«А что, если и нам под охрану?» — мелькнула мысль у Щедрина, чтобы тут же стать планом, а еще через несколько секунд воплотиться в дело. Вперед! Щедрин не уходит от погони, он идет ей навстречу, чтобы, проскочив сквозь это пекло, оказаться в самом тихом, самом надежном сейчас месте. Где оно? Ну конечно под каким-либо из немецких транспортов, под его днищем. Сюда не сбрасывают бомбы… Но Щедрин нырнул под киль не для того, чтобы отсиживаться, а затем, улучив удобный момент, ускользнуть. Ему нужна атака, наивыгоднейшая позиция для атаки. Где его в эти минуты ищут, где бомбят? Естественно, там, где обнаружили перископ, слева от каравана. А лодка уже и не под транспортом, она по другую его сторону, справа. Щедрин решается даже подвсплыть немного, чтобы взглянуть в перископ и окончательно избрать цель. Ближе всех сейчас к лодке судно, замыкающее караван. Оно идет в глубокой осадке, тяжело груженное… Взрыв был и раскатистый, и звенящий, с многократным эхом. На этот раз были, кажется, не мешки с мукой, а горючее.
Вот что такое активная атака!
Замысел молниеносен, исполнение такое же. Мысль командира стремительна, и действия исполнителя — всего экипажа! — так же стремительны. Командир, начиная маневр, безгранично верит в команду, исполняя маневр, экипаж беспредельно доверяет командиру.
Так, скажут, в любом бою должно быть — и на суше, и на море, и в воздухе. Верно, так. Но под водой, под толщей океана этот закон приобретает особую силу. И нарушение его мстит за себя с особой жестокостью. Всякая опасность сплачивает людей, а службы опасней, чем у подводников на больших глубинах, нет, пожалуй. Об этом очень точно пишет адмирал Головко:
«Если летчик имеет шансы на то, чтобы спастись (или самолет спланирует без мотора, или можно выпрыгнуть с парашютом), то у подводника нет никаких шансов. С глубин более пятидесяти метров нечего и надеяться выбраться из затонувшей лодки. У нас же на Северном театре, даже в Кольском заливе, то есть дома, нет глубин меньше, чем 250—300 метров…»
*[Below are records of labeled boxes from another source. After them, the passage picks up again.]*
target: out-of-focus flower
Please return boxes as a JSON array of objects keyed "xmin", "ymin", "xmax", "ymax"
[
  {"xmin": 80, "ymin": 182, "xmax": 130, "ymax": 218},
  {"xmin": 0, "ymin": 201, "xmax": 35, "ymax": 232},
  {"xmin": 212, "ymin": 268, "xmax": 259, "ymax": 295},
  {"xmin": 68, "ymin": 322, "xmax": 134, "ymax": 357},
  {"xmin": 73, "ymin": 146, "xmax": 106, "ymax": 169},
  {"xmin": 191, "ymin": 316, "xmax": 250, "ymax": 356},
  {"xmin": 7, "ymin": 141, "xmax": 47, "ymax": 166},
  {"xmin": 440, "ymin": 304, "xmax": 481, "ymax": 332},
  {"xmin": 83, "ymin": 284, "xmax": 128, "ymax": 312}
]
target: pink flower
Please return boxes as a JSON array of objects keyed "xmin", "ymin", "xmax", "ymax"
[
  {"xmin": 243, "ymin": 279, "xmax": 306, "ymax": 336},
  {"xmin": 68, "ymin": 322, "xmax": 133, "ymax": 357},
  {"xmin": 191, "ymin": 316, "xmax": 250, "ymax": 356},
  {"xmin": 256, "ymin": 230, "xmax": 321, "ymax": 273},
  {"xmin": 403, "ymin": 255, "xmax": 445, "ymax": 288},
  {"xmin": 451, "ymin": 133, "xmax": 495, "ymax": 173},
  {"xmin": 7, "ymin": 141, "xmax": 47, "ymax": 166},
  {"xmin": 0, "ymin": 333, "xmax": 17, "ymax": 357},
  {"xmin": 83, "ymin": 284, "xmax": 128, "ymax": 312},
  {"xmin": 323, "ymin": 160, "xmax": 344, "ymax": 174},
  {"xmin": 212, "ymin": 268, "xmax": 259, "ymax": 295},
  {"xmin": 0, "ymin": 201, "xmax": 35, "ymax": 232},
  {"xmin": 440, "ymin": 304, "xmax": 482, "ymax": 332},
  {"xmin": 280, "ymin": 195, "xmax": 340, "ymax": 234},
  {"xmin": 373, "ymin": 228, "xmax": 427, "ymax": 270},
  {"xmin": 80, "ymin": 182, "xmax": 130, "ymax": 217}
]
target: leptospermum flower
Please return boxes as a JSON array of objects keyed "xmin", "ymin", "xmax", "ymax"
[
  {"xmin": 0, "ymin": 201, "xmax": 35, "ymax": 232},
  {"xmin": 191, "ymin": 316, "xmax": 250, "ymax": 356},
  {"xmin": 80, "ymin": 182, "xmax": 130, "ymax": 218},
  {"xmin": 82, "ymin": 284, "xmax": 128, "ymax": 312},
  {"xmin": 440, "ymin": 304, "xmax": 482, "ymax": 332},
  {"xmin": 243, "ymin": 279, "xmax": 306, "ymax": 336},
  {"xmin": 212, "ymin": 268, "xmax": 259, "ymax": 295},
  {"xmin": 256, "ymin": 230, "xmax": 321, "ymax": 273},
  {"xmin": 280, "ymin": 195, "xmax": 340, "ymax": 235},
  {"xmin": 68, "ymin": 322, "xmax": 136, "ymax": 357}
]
Да, подводники гибнут «без вести». Ушли, не вернулись, тайна. И море почти никогда не выдает таких тайн. Говорю — почти, потому что знаю единственный за войну случай у нас в бригаде, когда обстоятельства гибели лодки с экипажем стали известны. И лишь однажды лодка погибла, а команду удалось спасти. Это произошло с видяевской «Щ-421». Она потопила немецкий транспорт, но и сама подорвалась на минах близ вражеского берега. Плавучести не потеряла, а хода лишилась, как и способности погружаться. Пробовали идти под парусом, прикрепив его к перископу. Ветер и туман благоприятствовали маневру, от берега удалились, ушли мористее, от опасности же не избавились: погода прояснилась, и противник мог вот-вот обнаружить столь приметный объект — лодку под парусом, тем более что ветер переменил направление и снова стало сносить к берегу. На помощь «щуке» подошла «катюша» — «К-22», чтобы взять на буксир, но подоспела и сильная зыбь, рвавшая канаты. Опасность возросла вдвойне, теперь немцы могли обнаружить сразу два наших корабля. Уже появился в воздухе, пока вдали, их самолет-разведчик… Из штаба флота поступил приказ командующего: экипажу «Щ-421» немедленно перейти на борт «К-22», подбитую лодку потопить. Приказ был исполнен… Нужны ли дополнительные слова, объясняющие, что́ означает для моряка убить свой корабль? Когда эвакуация заканчивалась, на мостике «четыреста двадцать первой» оставалось двое: Видяев и Колышкин, командир дивизиона «щук», шедший в походе. Видяев прижался щекой к флагу, на глазах слезы, стоит, не в силах двинуться, оторваться от палубы, застыл рядом и Колышкин. С мостика «К-22» в мегафон — голос ее командира Котельникова: «Федя, Иван, поторопитесь, а то погубим оба экипажа…» И в голосе тоже слезы, усиленные мегафоном (наверно, это неуклюже сказано мною — усиленные мегафоном слезы, но другого, более правильного оборота речи подобрать не могу). Видяев и Колышкин вздрогнули, шагнули и, подхваченные матросами «катюши», перебрались на ее палубу. Лодка отошла на полтора кабельтова, развернулась кормой к израненной подруге так, чтобы можно было точнее выпустить торпеду… Через много лет контр-адмирал Иван Александрович Колышкин в своих воспоминаниях, которыми я пользуюсь, напишет: «Бедный отвоевавший корабль! Он был дорог всем нам как живое существо…» — и в этих словах тоже слезы, перед которыми бессильно время.